PHP :: Doc Bug #72353 :: Misleading quote concerning PCRE in "UTF-8 mode"

Doc Bug #72353	Misleading quote concerning PCRE in "UTF-8 mode"
Submitted:	2016-06-07 08:37 UTC	Modified:	2016-06-07 14:28 UTC
From:	post at oliver-schieche dot de	Assigned:	cmb (profile)
Status:	Closed	Package:	PCRE related
PHP Version:	5.6.22	OS:	Any
Private report:	No	CVE-ID:	None

View Developer Edit

Welcome! If you don't have a Git account, you can't do anything here.
If you reported this bug, you can edit this bug over here.

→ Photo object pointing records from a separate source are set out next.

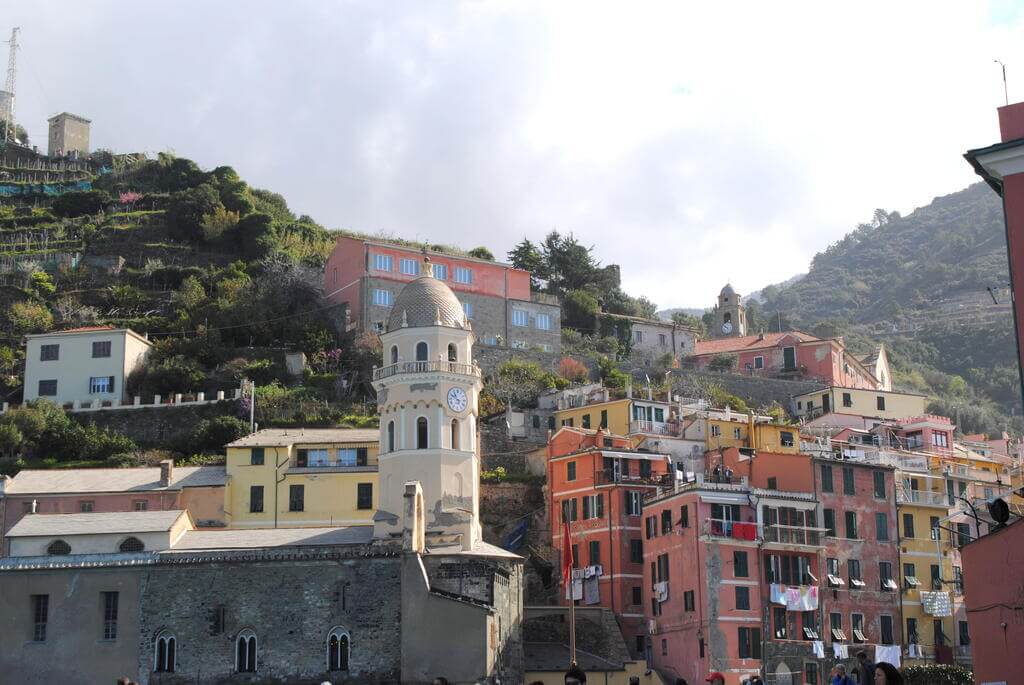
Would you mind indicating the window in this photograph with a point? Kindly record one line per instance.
(594, 549)
(742, 598)
(409, 266)
(848, 482)
(421, 433)
(58, 548)
(882, 526)
(365, 496)
(851, 525)
(826, 485)
(110, 615)
(739, 565)
(857, 627)
(100, 385)
(131, 545)
(296, 498)
(337, 650)
(908, 525)
(886, 628)
(100, 348)
(40, 613)
(633, 503)
(164, 656)
(829, 521)
(593, 506)
(880, 484)
(246, 652)
(750, 643)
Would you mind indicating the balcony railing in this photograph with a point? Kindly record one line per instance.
(793, 534)
(424, 367)
(927, 498)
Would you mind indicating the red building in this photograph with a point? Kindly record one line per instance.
(792, 354)
(366, 276)
(597, 482)
(1001, 166)
(994, 596)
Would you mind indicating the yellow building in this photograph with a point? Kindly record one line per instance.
(858, 401)
(299, 477)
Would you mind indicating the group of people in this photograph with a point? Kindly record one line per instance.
(867, 673)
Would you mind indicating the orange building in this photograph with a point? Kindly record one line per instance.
(597, 482)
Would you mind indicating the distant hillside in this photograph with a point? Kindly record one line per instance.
(920, 284)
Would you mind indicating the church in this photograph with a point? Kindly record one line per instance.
(91, 597)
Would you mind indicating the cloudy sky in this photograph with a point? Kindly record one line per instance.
(689, 142)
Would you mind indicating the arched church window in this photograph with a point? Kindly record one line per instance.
(421, 433)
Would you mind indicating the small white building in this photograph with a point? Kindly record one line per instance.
(82, 365)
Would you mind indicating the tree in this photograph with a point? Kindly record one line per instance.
(186, 210)
(481, 253)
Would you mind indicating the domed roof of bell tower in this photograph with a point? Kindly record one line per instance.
(426, 301)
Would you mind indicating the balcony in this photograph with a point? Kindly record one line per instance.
(426, 367)
(793, 534)
(924, 498)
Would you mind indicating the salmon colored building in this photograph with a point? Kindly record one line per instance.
(993, 592)
(791, 354)
(597, 482)
(366, 276)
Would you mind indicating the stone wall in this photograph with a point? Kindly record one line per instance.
(157, 427)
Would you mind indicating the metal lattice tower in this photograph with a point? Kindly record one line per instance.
(9, 128)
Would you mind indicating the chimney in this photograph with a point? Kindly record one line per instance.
(166, 472)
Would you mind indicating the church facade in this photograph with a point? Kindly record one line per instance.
(416, 596)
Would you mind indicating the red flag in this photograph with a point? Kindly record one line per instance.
(566, 554)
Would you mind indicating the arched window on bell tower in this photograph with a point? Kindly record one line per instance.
(422, 433)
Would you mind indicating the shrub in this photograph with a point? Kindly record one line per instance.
(572, 371)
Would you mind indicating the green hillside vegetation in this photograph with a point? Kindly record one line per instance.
(919, 284)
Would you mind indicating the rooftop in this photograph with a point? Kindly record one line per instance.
(283, 437)
(61, 481)
(94, 523)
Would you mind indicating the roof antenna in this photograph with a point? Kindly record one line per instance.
(1006, 94)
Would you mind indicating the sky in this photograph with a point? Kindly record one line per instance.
(691, 143)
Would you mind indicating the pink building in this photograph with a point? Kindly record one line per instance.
(791, 354)
(199, 489)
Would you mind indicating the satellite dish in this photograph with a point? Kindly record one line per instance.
(999, 511)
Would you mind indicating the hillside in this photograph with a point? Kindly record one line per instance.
(920, 284)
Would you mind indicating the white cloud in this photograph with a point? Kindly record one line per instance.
(688, 142)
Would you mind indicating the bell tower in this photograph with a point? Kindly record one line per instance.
(427, 397)
(730, 314)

php.net Username: php.net Password:

Quick Fix:	(description)
	Block user comment
Status:		Assign to:
Package:
Bug Type:
Summary:
From:	post at oliver-schieche dot de
New email:
PHP Version:		OS:

New/Additional Comment:

[2016-06-07 08:37 UTC] post at oliver-schieche dot de

Description:
------------
The manual section "Character classes" of the PCRE documentation contains a quote from the original PCRE documentation: "In UTF-8 mode, characters with values greater than 128 do not match any of the POSIX character classes."

While for the original PCRE library this is true, it is, however, untrue concerning the PCRE implementation for PHP. The `u` modifier in PHP actually means PCRE_UTF8 | PCRE_UCP; the latter making character classes like [[:digit:]] also match e.g. Persian digits. Which certainly are above code-point 128.

This misleading quote should be removed from the manual and possibly be substituted for a note/warning that, when using the `u` modifier, character classes are changed. From the original PCRE docs (http://www.pcre.org/original/doc/html/pcrepattern.html#SEC10):

However, if the PCRE_UCP option is passed to pcre_compile(), some of the classes are changed so that Unicode character properties are used. This is achieved by replacing certain POSIX classes by other sequences, as follows:

  [:alnum:]  becomes  \p{Xan}
  [:alpha:]  becomes  \p{L}
  [:blank:]  becomes  \h
  [:digit:]  becomes  \p{Nd}
  [:lower:]  becomes  \p{Ll}
  [:space:]  becomes  \p{Xps}
  [:upper:]  becomes  \p{Lu}
  [:word:]   becomes  \p{Xwd}

A little more context and the answer inspiring this bug-report on Stackoverflow: http://stackoverflow.com/q/37658139/255756

Test script:
---------------
$string = 'I have ۳ apples and 5 oranges.';

preg_match_all('/\d+/u', $string, $m);
var_export($m);


Expected result:
----------------
// According to the docs, this should be dumped

array (
  0 => 
  array (
    0 => '5',
  ),
)

Actual result:
--------------
array (
  0 => 
  array (
    0 => '۳',
    1 => '5',
  ),
)

Patches

Pull Requests

History

AllCommentsChangesGit/SVN commitsRelated reports

[2016-06-07 10:18 UTC] cmb@php.net

-Status: Open +Status: Verified -Assigned To: +Assigned To: cmb

[2016-06-07 10:18 UTC] cmb@php.net

Thanks for reporting this issue.

> The `u` modifier in PHP actually means PCRE_UTF8 | PCRE_UCP; […]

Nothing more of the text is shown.